Abbiamo attraversato tutto il corridoio fino a un grazioso giardinetto, che risaltava per il gusto, per l’armonia, ma soprattutto per l’intensità del verde, particolarmente sorprendente per una cittadina ai confini del deserto; solo dopo ci ha mostrato una delle camere, che però s’è rivelata molto diversa da come l’avevamo immaginata. L’ammirevole attenzione nella cura del giardino e del palazzo era vanificata dall’assurda trascuratezza delle stanze, che in fondo non apparivano troppo diverse dalle pensioni più economiche che il manager disprezzava con tanto sdegno: a parte una pregevole testata del letto in legno intarsiato, unico pezzo ben conservato dell’arredamento originale, tutto il resto, dai mobili, al bagno, fino all’intonaco, sembrava cadere a pezzi.
Mi avevano parlato di una bevanda tipica, il “bhang lassi”, un miscuglio di yogurt ed estratto di marijuana, che s’incontrava facilmente in tutta la regione, ed ero curioso di provarla.

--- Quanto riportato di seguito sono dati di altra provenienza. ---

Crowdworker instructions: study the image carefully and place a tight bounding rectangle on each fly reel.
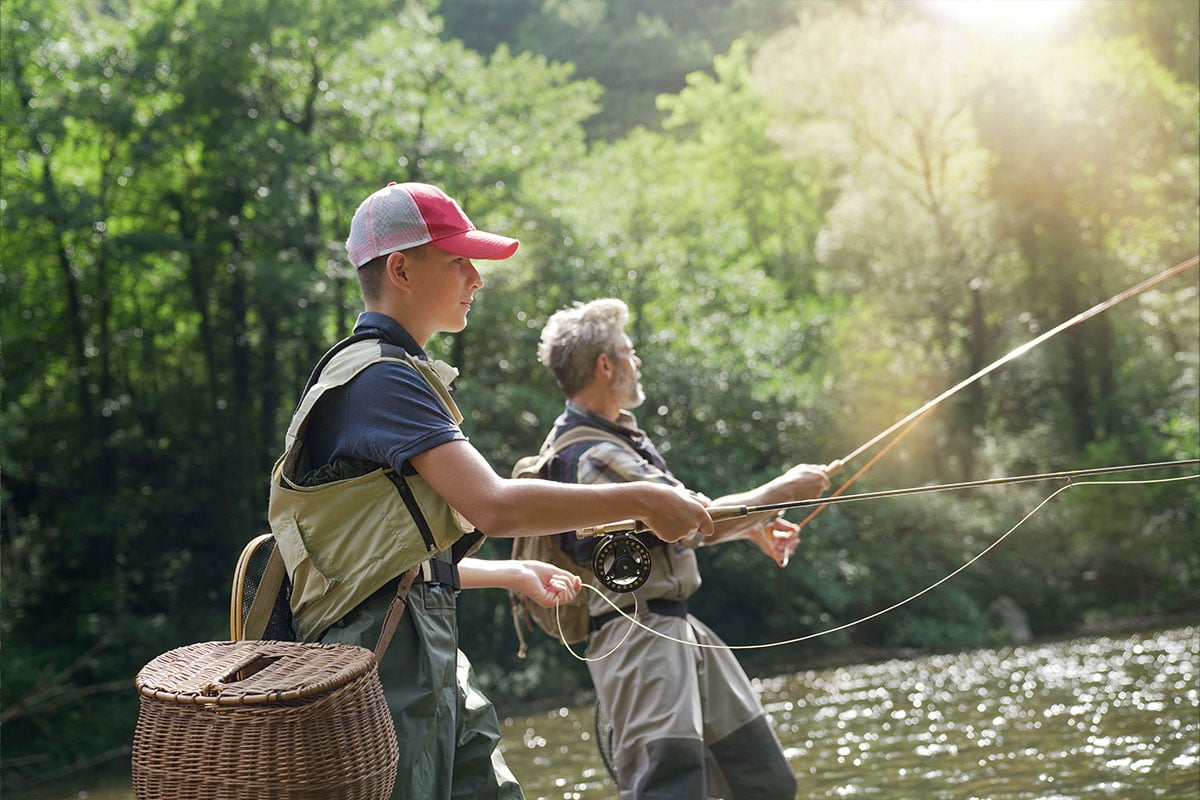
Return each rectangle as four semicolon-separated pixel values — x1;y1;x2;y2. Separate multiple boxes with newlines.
592;533;650;593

Fuori però c’era un caldo infernale, non lo trovavamo, e la sete si faceva sentire con insistenza, finché, passando accanto a un negozietto di alcolici, abbiamo ripiegato su una birra ghiacciata, rimandando il bhang lassi alla prossima occasione. La birra non sarebbe durata molto, chiacchieravamo e ci passavamo la bottiglia a ogni sorso, bevendo con gusto mentre passeggiavamo lungo la via che portava all’ingresso delle mura. All’improvviso, quando ormai erano rimasti non più di un paio di sorsi, ci siamo sentiti chiamare da un tizio dentro a un negozio, con un tono tremendamente alterato, di feroce rimprovero. Appena ci siamo avvicinati, ci ha urlato di entrare subito nel suo locale e di andare a ripararci dietro al bancone; era furioso, diceva che in India non era permesso bere per strada, e che stavamo offendendo la cultura del suo paese. Abbiamo cercato di giustificarci dicendo che, quando avevamo comprato la birra, nessuno ci aveva informato di nulla, ma il tipo era fuori di sé, dallo sguardo pareva volesse incenerirci, e in simili condizioni non ci sembrava il caso di entrare nel suo negozio, per cui ci siamo allontanati dicendogli che saremmo andati a berla dal negoziante che ce l’aveva venduta, cercando intanto di coprire la bottiglia con il corpo, alla meno peggio, e tornando indietro a grandi passi. Arrivati lì ci siamo affrettati a terminarla, prima di scatenare altri risentimenti, e abbiamo chiesto spiegazioni: era proprio così, il venditore non ci aveva detto niente perché era una cosa assolutamente risaputa, e giacché spesso gli stranieri se ne fregavano, credeva semplicemente che fosse lo stesso anche per noi. Come abbiamo potuto apprezzare da lì fuori osservando il viavai di clienti, invece, gli indiani che volevano consumare alcolici compravano la bottiglia, entravano nell’angusto chiosco che dava sulla strada, si nascondevano accucciati dietro al bancone, attenti a non essere visibili da nessuno dei lati, e rimanevano lì sotto a tracannare fino all’ultima goccia. Ci siamo scusati con lui, in rappresentanza di tutta la comunità indiana, e ci siamo avviati ancora una volta verso le massicce mura del forte.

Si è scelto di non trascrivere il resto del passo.